Why is $(1-\cot 37^\circ)(1-\cot 8^\circ)=2.00000000\cdots$? Apparently, 
$$(1-\cot 37^\circ)(1-\cot 8^\circ)=2.00000000000000000\cdots$$
Since it is a $2.0000000000\cdots$ instead of $2$, it isn't exactly $2$.
Why is that?
 A: Using various trigonometric identities, you should be able to show the left hand side is equal to $2$. The ones you will need are:
$$\cos(A+B)=\cos A\cos B-\sin A\sin B,\quad \cos(-A)=\cos A,\quad \cos(45^\circ)=\sin(45^\circ)=\frac1{\sqrt{2}}$$
as well as an understanding of what $\cot A$ means. The reason you have the answer of $2.000000\ldots$ (which I assume you got from WolfRamAlpha or similar) is because it's easier for a computer to just work out $\cot 37^\circ,\cot 8^\circ$ to any degree of accuracy and then solve by brute force. So the computer gets an answer of, for example, $2.000000$ correct to $6$ decimal places, but cannot be sure that the answer is exactly $2$.
A: $$\begin{align}
1-\cot{\left(x\right)}
&=1-\frac{\cos{\left(x\right)}}{\sin{\left(x\right)}}\\
&=\frac{\sin{\left(x\right)}-\cos{\left(x\right)}}{\sin{\left(x\right)}}\\
&=-\sqrt{2}\frac{\sin{\left(\frac{\pi}{4}-x\right)}}{\sin{\left(x\right)}}.\\
\end{align}$$
Therefore,
$$\begin{align}
1-\cot{\left(\frac{\pi}{4}-x\right)}
&=-\sqrt{2}\frac{\sin{\left(\frac{\pi}{4}-\left(\frac{\pi}{4}-x\right)\right)}}{\sin{\left(\frac{\pi}{4}-x\right)}}\\
&=-\sqrt{2}\frac{\sin{\left(x\right)}}{\sin{\left(\frac{\pi}{4}-x\right)}}.\\
\end{align}$$
Hence,
$$\begin{align}
\left(1-\cot{\left(x\right)}\right)\cdot\left(1-\cot{\left(\frac{\pi}{4}-x\right)}\right)

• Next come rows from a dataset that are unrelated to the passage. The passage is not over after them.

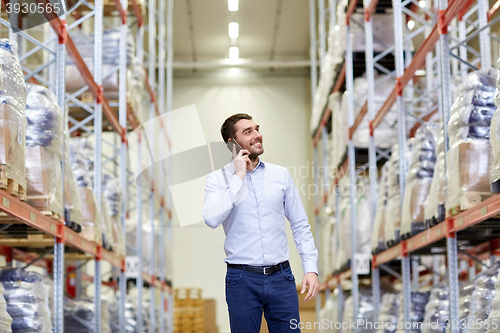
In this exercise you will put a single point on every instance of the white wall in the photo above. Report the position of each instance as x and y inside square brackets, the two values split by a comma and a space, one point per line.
[281, 106]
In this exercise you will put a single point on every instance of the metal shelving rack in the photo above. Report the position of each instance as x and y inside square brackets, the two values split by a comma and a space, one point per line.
[444, 55]
[55, 43]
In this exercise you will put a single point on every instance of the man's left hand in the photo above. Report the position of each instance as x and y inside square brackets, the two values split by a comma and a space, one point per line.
[311, 280]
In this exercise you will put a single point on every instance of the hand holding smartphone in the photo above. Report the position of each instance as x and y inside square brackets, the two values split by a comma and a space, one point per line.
[234, 147]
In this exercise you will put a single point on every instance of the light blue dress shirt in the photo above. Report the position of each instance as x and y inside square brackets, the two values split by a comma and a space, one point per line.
[253, 212]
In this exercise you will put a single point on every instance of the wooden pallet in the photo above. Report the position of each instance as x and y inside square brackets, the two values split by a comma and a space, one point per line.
[10, 185]
[467, 201]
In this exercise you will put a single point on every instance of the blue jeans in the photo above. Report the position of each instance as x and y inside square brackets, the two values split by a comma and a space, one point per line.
[249, 293]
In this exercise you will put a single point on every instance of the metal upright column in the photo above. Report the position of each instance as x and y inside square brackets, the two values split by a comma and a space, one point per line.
[332, 13]
[451, 239]
[312, 50]
[161, 171]
[316, 217]
[415, 273]
[58, 264]
[98, 22]
[352, 170]
[372, 150]
[170, 57]
[484, 35]
[322, 31]
[399, 51]
[152, 140]
[139, 281]
[122, 99]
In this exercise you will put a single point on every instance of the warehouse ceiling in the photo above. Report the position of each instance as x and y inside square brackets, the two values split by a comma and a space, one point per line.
[268, 30]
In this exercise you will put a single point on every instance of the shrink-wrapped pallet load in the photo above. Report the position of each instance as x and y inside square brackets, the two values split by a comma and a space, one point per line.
[378, 243]
[418, 302]
[418, 181]
[12, 121]
[392, 226]
[27, 300]
[112, 195]
[44, 138]
[72, 200]
[482, 299]
[364, 316]
[363, 225]
[469, 132]
[434, 210]
[79, 316]
[464, 301]
[130, 316]
[84, 42]
[5, 318]
[437, 312]
[389, 312]
[82, 162]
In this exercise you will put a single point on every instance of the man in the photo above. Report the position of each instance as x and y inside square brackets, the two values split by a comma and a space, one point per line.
[250, 199]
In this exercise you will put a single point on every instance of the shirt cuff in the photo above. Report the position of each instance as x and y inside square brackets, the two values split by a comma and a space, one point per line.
[235, 184]
[310, 267]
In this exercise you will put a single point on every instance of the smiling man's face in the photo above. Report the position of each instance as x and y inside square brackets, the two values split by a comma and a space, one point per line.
[248, 136]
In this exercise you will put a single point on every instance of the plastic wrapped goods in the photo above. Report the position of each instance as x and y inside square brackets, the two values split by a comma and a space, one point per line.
[112, 195]
[27, 300]
[482, 298]
[464, 301]
[72, 199]
[107, 234]
[12, 143]
[365, 313]
[469, 134]
[130, 317]
[136, 83]
[13, 91]
[5, 318]
[363, 225]
[12, 116]
[82, 162]
[45, 120]
[437, 313]
[44, 135]
[418, 303]
[434, 210]
[85, 45]
[392, 225]
[339, 127]
[418, 181]
[43, 175]
[79, 316]
[378, 238]
[494, 316]
[389, 312]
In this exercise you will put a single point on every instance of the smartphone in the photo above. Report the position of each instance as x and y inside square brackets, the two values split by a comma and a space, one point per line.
[231, 144]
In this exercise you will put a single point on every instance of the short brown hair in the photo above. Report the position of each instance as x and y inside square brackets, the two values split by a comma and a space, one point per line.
[227, 129]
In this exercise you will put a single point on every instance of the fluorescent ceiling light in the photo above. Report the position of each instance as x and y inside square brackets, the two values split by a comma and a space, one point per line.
[234, 53]
[232, 5]
[234, 30]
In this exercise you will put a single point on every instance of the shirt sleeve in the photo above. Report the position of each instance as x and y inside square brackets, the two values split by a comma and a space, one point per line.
[220, 197]
[304, 240]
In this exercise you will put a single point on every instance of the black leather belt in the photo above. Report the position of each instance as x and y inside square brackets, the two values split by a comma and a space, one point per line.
[262, 270]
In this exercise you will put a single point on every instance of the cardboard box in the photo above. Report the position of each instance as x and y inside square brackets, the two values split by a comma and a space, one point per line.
[210, 316]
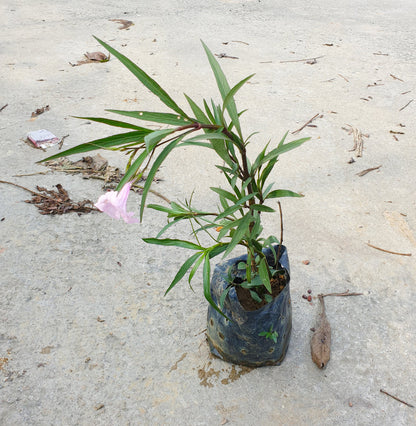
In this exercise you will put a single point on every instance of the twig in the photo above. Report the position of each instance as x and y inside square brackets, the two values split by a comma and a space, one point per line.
[397, 399]
[281, 230]
[396, 78]
[61, 142]
[32, 174]
[402, 108]
[344, 78]
[346, 293]
[28, 190]
[308, 122]
[388, 251]
[364, 172]
[303, 60]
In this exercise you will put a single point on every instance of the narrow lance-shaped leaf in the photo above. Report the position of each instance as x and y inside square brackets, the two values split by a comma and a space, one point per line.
[279, 193]
[156, 136]
[104, 143]
[157, 117]
[173, 242]
[239, 233]
[152, 173]
[114, 123]
[146, 80]
[224, 88]
[206, 274]
[182, 271]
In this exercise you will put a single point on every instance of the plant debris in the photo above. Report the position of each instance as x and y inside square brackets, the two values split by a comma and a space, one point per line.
[308, 123]
[364, 172]
[224, 55]
[358, 140]
[388, 251]
[402, 108]
[310, 61]
[397, 399]
[97, 167]
[58, 202]
[92, 57]
[124, 23]
[321, 339]
[40, 111]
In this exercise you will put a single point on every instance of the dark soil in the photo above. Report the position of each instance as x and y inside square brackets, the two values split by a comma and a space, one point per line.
[249, 304]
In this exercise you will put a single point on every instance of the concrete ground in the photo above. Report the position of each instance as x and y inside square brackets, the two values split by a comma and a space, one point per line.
[86, 336]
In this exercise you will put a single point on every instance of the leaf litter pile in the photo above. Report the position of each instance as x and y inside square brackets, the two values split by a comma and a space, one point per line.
[321, 338]
[58, 202]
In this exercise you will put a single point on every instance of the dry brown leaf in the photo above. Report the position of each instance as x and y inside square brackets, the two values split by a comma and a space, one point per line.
[124, 23]
[321, 339]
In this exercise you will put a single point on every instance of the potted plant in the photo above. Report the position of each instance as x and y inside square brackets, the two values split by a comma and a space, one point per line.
[249, 313]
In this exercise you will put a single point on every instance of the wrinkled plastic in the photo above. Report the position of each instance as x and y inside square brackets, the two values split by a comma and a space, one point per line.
[238, 341]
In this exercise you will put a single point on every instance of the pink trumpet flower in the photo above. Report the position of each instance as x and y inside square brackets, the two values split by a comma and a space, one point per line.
[114, 203]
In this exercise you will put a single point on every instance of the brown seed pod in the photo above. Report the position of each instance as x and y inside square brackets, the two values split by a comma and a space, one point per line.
[321, 339]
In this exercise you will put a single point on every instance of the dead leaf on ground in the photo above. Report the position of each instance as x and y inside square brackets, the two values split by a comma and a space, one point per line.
[58, 202]
[92, 57]
[40, 111]
[124, 23]
[321, 339]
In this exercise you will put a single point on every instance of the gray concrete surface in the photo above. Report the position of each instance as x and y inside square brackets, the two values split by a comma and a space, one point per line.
[87, 341]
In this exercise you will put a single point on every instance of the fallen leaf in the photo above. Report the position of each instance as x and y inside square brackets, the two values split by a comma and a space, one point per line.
[40, 111]
[46, 350]
[321, 339]
[124, 23]
[58, 202]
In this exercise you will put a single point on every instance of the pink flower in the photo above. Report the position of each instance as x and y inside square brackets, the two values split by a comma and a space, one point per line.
[114, 203]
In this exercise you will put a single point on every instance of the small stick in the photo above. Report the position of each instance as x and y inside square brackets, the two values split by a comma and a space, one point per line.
[402, 108]
[346, 293]
[61, 142]
[364, 172]
[281, 231]
[388, 251]
[396, 78]
[308, 122]
[29, 190]
[397, 399]
[303, 60]
[344, 78]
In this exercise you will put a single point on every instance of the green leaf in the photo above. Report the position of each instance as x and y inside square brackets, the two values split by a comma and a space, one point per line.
[104, 143]
[158, 117]
[255, 296]
[146, 80]
[279, 193]
[224, 88]
[114, 123]
[283, 148]
[209, 113]
[224, 193]
[230, 95]
[152, 139]
[182, 271]
[264, 274]
[199, 114]
[224, 295]
[206, 274]
[173, 242]
[262, 208]
[132, 170]
[235, 207]
[159, 160]
[239, 233]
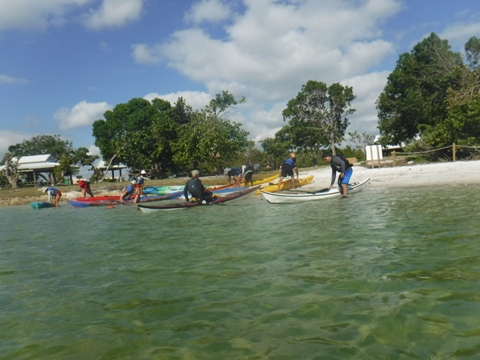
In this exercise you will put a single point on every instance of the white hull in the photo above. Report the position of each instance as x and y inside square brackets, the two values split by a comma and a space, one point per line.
[292, 196]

&=\left[-\sqrt{2}\frac{\sin{\left(\frac{\pi}{4}-x\right)}}{\sin{\left(x\right)}}\right]\cdot\left[-\sqrt{2}\frac{\sin{\left(x\right)}}{\sin{\left(\frac{\pi}{4}-x\right)}}\right]\\
&=2.\
\end{align}$$
A: $$
1 = \cot45^\circ = \cot(37^\circ+8^\circ) = \frac{\cot37^\circ\cot8^\circ-1}{\cot37^\circ+\cot8^\circ}.
$$
Therefore
$$
\cot37^\circ+\cot8^\circ = \cot37^\circ\cot8^\circ-1
$$
so
$$
2 = 1-\cot37^\circ-\cot8^\circ +\cot37^\circ\cot8^\circ=(1-\cot37^\circ)(1-\cot8^\circ).
$$
A: Alternatively,
$$\cot(x+y) = \frac{\cos(x+y)}{\sin(x+y)} = \frac{\cos x \cos y - \sin x \sin y}{\sin x \cos y + \cos x \sin y} = \frac{\cot x \cot y - 1}{\cot x + \cot y}$$
Now if $x = 37^\circ$, $y = 8^\circ$, then $\cot(x + y) = \cot 45^\circ = 1$ and
$$\begin{align}  \ \ \ \  1 & = \frac{\cot x \cot y - 1}{\cot x + \cot y} \\  \cot x + \cot y & = \cot x \cot y - 1 \\
   2 + \cot x + \cot y & = \cot x \cot y + 1 \\
 1 - \cot x - \cot y + \cot x \cot y  & = 2 \\
(1 - \cot x)(1 - \cot y) & = 2 \\
(1 - \cot 37^\circ)(1 - \cot 8^\circ) & = 2
\end{align}$$
A: $2.\dot 0$ is exacyly equal to 2